Is there a published RPM number for gpt-image-2 on HiAPI? Limits are tier-based and can change as providers tune their own caps. Check your dashboard for your current effective limits rather than hard-coding a number from a blog post.

Why do retries sometimes make 429s worse? A naive sleep(1) retry across N parallel workers turns one 429 into N synchronized retries that all hit again. Use full jitter (sleep * random.random()), not fixed delay.

Does HiAPI charge for 429 responses? No. Failed task creations (429, 401, 4xx in general) are not billed.

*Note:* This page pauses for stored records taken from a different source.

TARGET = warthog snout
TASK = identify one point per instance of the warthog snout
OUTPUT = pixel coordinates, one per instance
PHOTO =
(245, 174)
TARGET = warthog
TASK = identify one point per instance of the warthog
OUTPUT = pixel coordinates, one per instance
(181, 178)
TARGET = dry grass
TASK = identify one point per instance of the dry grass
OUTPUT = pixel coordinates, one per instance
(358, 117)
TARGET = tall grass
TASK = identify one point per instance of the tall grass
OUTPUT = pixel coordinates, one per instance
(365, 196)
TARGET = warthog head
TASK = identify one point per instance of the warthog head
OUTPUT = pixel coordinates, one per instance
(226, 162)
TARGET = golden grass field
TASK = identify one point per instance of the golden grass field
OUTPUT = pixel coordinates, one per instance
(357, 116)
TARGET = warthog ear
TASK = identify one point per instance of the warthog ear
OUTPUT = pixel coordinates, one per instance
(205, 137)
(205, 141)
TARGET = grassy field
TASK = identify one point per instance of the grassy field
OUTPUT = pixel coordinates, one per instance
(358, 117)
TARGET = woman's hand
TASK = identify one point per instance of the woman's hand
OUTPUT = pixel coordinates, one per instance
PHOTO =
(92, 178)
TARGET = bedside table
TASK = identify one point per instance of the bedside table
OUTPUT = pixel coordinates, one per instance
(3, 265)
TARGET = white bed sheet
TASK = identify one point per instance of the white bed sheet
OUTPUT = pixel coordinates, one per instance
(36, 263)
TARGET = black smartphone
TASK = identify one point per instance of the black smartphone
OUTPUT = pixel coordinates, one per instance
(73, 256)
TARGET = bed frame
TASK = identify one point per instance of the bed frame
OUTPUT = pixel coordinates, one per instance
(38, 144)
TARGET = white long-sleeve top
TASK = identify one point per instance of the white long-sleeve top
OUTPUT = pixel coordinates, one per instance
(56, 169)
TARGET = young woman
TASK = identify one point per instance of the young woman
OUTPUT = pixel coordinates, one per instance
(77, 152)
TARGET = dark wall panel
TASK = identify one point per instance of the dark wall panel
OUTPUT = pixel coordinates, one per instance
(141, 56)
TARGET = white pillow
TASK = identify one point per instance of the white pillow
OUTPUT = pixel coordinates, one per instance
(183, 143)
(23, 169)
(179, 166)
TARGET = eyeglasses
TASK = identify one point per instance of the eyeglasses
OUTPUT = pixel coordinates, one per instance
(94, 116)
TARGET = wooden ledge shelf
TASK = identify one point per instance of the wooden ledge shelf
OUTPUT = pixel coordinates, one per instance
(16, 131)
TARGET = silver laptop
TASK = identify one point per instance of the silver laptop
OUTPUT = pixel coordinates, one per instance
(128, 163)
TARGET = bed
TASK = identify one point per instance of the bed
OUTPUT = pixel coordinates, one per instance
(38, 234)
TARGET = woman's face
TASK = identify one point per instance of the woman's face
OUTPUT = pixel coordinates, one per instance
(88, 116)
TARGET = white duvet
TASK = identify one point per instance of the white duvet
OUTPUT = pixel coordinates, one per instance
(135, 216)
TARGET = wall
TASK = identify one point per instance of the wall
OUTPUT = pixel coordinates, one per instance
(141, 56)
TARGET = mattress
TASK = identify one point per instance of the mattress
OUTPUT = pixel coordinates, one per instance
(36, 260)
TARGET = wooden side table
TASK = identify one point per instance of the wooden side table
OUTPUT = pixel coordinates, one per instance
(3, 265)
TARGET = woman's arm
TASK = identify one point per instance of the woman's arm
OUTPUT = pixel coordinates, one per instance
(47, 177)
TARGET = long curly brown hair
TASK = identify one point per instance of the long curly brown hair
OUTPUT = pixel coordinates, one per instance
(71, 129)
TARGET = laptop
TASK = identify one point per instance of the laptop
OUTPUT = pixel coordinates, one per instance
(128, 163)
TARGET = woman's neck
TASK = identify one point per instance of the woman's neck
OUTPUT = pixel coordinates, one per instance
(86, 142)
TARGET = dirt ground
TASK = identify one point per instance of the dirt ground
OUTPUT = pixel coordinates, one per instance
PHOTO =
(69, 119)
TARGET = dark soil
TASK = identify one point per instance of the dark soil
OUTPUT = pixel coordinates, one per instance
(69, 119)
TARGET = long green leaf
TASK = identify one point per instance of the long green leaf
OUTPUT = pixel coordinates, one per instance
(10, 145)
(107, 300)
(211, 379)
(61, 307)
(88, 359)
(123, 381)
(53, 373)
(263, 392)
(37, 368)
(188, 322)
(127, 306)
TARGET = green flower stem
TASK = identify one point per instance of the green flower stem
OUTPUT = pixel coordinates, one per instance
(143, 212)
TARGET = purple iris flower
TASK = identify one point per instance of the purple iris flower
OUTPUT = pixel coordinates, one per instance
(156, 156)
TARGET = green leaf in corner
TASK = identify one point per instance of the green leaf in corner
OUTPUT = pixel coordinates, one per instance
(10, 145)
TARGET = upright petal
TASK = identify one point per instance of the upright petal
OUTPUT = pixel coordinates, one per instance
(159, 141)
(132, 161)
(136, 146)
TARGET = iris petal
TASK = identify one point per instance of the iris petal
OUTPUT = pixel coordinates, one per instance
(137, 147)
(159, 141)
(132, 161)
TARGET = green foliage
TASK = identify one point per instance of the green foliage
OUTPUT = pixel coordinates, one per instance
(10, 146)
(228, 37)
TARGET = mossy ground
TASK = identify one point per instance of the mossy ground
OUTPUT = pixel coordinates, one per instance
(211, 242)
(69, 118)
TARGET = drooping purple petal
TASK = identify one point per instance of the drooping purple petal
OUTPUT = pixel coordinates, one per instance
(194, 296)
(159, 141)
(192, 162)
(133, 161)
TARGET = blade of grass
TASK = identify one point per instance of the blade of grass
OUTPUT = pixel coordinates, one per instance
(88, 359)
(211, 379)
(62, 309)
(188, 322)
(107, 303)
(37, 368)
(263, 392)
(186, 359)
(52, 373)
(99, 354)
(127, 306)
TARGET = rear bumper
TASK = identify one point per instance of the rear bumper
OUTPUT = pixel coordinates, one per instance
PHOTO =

You are only charged for tasks that successfully produce output.

Does increasing concurrency client-side raise my cap? No. Concurrency caps are server-side per key. Client-side parallelism only determines whether you stay under the cap or trip it.

What's the difference between RPM and TPM? Image APIs gate on requests (RPM), not tokens (TPM) — there's no meaningful "token" unit for an image job. If you see a TPM limit in your dashboard, it applies to text/chat endpoints, not /v1/tasks image jobs.

Should I use a single key with high concurrency or many keys with low concurrency? For image workloads, one key per logical worker pool is the simplest mental model. Many keys under one billing account don't actually multiply your quota — they share it.

Can I request a higher concurrency cap? Yes — once you've shown sustained usage at your current tier. Open the request_id of a representative 429 with support and they can trace which axis you're hitting.

Why didn't I see a Retry-After header? Not all providers send one. When absent, fall back to exponential backoff with jitter starting at 1s. When present, trust it for that retry attempt.